Fiscalité et justice sociale/par M’Rabih Rabou ould Cheikh Bounena

27 January, 2021 - 23:04

Décriée, la fiscalité n’en est pas moins un instrument de solidarité et de justice sociale. Elle vient en particulier rappeler au riche que l’enrichissement personnel est tributaire d’une organisation collective. Sans un contexte social structuré, nul enrichissement ne saurait perdurer.

Le concept de justice sociale est apparu au milieu du XIXème siècle. On le définit aujourd’hui comme un principe politique et moral ayant pour objectif une meilleure égalité des droits et la construction d’une solidarité collective, afin de garantir, au sein de la société, une distribution juste et équitable des richesses, matérielles ou symboliques. La justice sociale présuppose une réflexion sur les inégalités, en particulier celles considérées comme injustes et devant être corrigées. Elle peut alors être définie de manière négative, en déclarant juste ou injuste une situation socialement acceptable ou non. Ainsi certaines inégalités, comme les inégalités de salaire, sont généralement considérées comme justes, car acceptées par la majorité des membres de la société, et justifiées, parce qu’elles sont la contrepartie d’activités demandant différentes qualifications.

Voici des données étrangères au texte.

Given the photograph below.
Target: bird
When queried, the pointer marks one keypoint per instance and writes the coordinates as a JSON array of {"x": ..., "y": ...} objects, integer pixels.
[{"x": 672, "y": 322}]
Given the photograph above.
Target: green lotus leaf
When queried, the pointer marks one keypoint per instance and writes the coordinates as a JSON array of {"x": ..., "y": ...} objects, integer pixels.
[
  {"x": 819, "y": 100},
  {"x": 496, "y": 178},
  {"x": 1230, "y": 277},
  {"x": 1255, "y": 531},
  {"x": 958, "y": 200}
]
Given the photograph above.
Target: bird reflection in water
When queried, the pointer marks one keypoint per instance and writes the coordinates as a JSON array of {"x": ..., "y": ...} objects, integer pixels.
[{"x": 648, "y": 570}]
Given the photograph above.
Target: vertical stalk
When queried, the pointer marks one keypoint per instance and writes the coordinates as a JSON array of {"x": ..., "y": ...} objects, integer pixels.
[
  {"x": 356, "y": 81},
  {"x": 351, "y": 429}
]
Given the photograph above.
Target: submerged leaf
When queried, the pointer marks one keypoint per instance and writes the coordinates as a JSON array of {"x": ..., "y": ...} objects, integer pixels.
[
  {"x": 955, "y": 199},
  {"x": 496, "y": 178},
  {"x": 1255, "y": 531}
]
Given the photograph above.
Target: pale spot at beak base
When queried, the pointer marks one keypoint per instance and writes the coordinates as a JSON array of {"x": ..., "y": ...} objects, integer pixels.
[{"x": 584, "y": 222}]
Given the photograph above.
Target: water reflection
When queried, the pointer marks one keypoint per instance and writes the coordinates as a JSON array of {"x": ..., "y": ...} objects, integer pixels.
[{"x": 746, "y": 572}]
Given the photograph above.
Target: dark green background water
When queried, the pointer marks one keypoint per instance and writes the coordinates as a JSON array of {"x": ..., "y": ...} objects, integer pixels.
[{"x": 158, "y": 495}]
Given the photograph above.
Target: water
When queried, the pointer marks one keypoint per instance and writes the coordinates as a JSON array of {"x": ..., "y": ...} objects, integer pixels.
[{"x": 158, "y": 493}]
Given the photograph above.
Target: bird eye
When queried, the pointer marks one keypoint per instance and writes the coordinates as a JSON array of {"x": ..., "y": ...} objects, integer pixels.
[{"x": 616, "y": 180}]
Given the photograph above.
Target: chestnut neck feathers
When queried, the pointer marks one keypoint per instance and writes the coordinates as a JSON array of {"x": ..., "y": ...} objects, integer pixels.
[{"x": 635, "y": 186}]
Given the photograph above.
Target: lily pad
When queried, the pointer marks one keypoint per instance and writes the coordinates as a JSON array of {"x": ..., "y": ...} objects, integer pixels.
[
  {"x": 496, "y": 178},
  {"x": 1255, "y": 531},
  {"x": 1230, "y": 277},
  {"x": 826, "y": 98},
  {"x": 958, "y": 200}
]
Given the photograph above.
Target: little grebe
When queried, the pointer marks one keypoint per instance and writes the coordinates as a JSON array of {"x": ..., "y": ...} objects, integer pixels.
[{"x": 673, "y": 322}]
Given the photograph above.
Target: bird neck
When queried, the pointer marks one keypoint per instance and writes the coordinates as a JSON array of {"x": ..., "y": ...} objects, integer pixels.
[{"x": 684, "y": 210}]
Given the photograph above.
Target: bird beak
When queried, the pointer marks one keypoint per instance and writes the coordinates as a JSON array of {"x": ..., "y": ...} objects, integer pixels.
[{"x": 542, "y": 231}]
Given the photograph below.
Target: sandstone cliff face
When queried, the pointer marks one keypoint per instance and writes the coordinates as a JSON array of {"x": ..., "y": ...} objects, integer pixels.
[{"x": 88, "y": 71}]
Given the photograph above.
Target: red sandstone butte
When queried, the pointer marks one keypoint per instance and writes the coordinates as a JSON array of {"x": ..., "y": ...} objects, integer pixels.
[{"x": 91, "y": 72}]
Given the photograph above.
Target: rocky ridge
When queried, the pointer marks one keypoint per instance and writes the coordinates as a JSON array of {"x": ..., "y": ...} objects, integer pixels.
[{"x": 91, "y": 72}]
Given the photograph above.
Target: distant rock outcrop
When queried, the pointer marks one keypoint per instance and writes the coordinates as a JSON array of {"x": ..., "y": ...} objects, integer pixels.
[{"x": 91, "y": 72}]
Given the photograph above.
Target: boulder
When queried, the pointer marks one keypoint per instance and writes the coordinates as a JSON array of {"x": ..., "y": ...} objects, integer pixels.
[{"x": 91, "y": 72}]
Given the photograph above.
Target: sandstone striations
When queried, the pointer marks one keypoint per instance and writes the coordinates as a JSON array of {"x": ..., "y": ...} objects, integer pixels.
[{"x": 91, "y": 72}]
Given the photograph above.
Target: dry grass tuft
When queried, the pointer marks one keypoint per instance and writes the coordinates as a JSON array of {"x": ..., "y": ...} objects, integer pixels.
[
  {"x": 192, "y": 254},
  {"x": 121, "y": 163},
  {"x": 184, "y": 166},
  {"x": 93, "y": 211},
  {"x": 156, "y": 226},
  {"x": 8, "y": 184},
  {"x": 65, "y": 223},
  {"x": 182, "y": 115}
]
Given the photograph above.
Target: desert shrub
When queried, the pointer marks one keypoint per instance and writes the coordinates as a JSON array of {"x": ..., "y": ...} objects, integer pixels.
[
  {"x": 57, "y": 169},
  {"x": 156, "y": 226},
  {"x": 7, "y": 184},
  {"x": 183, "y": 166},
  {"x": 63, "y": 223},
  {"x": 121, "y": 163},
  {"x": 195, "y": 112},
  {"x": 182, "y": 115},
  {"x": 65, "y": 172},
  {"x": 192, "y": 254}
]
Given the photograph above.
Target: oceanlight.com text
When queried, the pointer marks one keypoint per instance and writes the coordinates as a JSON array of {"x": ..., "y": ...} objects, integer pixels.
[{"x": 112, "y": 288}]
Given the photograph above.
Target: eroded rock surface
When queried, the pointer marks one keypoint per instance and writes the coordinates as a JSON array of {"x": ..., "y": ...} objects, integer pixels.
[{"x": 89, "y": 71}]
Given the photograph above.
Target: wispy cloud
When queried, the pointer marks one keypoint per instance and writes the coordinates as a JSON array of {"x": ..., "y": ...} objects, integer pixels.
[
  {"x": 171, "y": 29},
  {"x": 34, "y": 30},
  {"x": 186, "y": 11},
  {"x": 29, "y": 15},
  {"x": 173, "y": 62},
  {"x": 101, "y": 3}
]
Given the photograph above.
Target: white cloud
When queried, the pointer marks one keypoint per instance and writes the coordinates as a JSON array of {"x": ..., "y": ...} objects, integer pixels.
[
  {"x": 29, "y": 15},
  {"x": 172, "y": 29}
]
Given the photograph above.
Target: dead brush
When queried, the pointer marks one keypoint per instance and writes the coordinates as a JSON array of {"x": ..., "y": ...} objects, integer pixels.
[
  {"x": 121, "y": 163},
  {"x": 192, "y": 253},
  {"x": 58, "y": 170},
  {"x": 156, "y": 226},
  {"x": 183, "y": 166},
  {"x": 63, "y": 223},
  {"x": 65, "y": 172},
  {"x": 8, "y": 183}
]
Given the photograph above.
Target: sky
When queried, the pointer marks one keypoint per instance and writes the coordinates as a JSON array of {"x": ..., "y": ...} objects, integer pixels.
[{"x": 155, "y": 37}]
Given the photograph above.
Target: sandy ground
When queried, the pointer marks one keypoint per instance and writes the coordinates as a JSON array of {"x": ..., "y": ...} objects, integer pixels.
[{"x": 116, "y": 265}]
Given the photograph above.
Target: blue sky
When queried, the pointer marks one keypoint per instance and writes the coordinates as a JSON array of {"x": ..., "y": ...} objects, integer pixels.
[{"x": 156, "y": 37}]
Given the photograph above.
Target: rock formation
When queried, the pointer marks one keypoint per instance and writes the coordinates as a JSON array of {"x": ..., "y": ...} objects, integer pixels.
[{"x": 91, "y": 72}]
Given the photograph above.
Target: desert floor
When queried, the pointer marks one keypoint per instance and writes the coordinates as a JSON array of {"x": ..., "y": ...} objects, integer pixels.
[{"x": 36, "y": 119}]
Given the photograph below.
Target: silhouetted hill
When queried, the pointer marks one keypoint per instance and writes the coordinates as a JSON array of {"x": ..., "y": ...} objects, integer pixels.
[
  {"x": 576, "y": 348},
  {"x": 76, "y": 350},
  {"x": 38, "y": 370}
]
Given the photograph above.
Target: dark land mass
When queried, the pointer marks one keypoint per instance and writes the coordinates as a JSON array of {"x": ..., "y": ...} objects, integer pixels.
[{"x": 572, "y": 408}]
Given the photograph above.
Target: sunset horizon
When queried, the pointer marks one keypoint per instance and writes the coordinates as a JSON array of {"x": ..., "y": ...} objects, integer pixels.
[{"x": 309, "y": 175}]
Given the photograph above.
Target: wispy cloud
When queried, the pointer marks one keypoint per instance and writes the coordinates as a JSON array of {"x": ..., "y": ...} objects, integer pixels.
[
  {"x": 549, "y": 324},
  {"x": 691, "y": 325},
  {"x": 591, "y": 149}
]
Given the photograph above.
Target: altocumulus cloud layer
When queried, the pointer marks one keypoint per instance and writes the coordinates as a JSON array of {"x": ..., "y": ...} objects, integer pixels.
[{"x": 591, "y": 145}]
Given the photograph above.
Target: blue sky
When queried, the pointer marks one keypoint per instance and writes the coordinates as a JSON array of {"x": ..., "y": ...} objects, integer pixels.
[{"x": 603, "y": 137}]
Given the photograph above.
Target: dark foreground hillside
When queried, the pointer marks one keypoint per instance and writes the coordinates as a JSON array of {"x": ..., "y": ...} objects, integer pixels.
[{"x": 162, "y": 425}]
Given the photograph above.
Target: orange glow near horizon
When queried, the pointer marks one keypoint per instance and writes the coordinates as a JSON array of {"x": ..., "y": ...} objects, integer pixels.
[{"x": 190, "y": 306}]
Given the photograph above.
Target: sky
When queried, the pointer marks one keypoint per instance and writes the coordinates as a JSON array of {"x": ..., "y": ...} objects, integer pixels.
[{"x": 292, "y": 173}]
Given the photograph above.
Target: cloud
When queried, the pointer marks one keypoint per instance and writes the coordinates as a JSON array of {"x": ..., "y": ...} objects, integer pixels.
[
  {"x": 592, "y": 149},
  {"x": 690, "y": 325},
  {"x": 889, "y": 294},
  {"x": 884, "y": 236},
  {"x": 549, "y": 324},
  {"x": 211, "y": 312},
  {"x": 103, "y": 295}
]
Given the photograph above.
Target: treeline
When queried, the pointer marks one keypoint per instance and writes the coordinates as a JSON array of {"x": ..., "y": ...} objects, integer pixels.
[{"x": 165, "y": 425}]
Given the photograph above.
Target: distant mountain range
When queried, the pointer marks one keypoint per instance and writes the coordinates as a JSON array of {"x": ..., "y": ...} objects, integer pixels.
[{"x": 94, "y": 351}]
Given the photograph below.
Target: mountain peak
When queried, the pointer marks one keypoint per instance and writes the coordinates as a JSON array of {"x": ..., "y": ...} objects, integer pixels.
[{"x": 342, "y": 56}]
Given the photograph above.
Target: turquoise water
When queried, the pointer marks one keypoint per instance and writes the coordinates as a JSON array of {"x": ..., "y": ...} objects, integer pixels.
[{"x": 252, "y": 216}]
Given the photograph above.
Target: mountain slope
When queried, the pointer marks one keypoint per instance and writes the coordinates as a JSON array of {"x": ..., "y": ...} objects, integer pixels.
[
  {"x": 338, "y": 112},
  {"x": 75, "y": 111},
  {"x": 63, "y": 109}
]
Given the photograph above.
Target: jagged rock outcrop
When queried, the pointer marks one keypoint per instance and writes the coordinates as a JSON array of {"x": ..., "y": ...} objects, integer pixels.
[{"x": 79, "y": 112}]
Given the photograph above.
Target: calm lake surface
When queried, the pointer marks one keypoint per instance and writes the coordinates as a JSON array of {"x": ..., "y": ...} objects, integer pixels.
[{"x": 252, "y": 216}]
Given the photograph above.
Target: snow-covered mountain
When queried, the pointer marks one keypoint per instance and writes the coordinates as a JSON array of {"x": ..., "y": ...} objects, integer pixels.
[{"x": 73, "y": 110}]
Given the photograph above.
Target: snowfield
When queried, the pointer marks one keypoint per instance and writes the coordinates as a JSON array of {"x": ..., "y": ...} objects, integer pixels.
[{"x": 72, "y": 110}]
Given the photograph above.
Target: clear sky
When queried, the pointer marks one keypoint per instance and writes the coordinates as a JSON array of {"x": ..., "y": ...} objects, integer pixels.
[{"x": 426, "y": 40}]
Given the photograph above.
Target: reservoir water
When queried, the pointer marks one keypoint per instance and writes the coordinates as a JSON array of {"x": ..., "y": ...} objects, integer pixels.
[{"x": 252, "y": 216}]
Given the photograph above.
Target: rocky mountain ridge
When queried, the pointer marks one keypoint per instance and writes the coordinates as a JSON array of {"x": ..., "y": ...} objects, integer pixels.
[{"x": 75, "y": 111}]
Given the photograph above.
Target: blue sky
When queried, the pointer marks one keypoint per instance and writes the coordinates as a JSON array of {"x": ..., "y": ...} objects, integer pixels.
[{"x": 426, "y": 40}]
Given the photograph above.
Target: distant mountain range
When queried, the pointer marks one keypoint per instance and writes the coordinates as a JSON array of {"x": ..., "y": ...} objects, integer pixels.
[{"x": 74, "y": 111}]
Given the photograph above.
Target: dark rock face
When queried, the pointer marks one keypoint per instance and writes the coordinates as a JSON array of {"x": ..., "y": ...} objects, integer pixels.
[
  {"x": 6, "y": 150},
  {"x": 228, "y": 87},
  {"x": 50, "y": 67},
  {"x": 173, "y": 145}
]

Les systèmes de redistribution en matière de justice sociale se fondent sur deux principes : en un, l’égalité des droits ;en deux, la solidarité collective qui repose sur une répartition juste et équitable des richesses entre les différents membres de la société, une équité de situations qui tient compte de la situation personnelle des individus (ex : allocation sous conditions de ressources). Par rapport à l’égalité, qui considère tous les individus de la même façon, l’équité considère un traitement différencié selon les situations des personnes (handicapés, personnes âgées…). La justice sociale suppose donc l’intervention de l’État qui doit promouvoir un environnement favorable à la répartition équitable des biens, en donnant à chaque individu la même probabilité d’accéder à ces richesses. Il est alors nécessaire d’introduire la notion d’égalité des chances : « Alors que les inégalités tenant à la naissance et à l’héritage sont injustes, l’égalité des chances établit des inégalités justes, en ouvrant à tous la compétition pour les diplômes et les positions sociales. »

 

La Zakat

Un des piliers de l’islam, lazakat est prescrite par Allah Le Très-Haut aux musulmans afin de réaliser une sorte de solidarité sociale, d’entraide et de prise en charge des intérêts publics. Allah l’a liée à la prière dans de nombreux versets pour en souligner l’importance. Puissamment entretenu par le consensus de la Communauté, son caractère obligatoire est attesté dans le Coran et la sunna du Prophète (PBL).

Après la mort de Mohammed (PBL), diverses tribus arabes s’éloignèrent de l’islam, en renonçant notamment à payer la zakat. « Au nom d’Allah », déclara alors Abu Bakr, « s’ils refusent de me donner [en zakat, ndr] un lacet qu’ils donnaient au Prophète (PBL), je les combattrais sur ce refus, la zakat est un droit sur les biens des musulmans. » 

« Toute propriété nécessaire à un homme pour la préservation de l'individu et la multiplication de l'espèce », déclara quant à lui Benjamin Franklin, un des pères de l’indépendance américaine, « est son droit naturel dont personne ne peut légitimement le priver. Mais toute propriété superflue à de telles fins est une propriété de la collectivité, engendrée par ses lois, et celle-ci peut donc en disposer par d'autres lois, lorsque le bien-être de la collectivité l'exige. Celui qui n'apprécie pas la société civile en ces termes doit être libre de se retirer pour aller vivre parmi les sauvages. Qui ne paye pas son dû au soutien de la société n'a aucun droit à en jouir des bénéfices. »

Chaque fois que passe près des bourses de voitures, je suis effaré par la multitude de véhicules brûlant sous le soleil, sans autre fonction que celle d’être exposé : ils ne transportent ni personne ni marchandise, ils se prélassent. C’est ce que B. Franklin appelait une propriété superflue. Elle ne génère aucun revenu, aucun emploi, le propriétaire n’en a pas besoin pour son quotidien. Chacun a certes le droit de posséder des biens privés mais le rôle de l’État est de s’assurer que cette propriété contribue au mieux-être de la Nation et celui-ci dispose à cette fin d’un formidable instrument : la fiscalité. Taxer très lourdement cette « thésaurisation » est un devoir. Mais il ne s’agit pas tant de sanctionner que d’inciter ces propriétaires à investir dans des activités génératrices de valeur ajoutée et d’emplois. On tendra ainsi vers une justice sociale.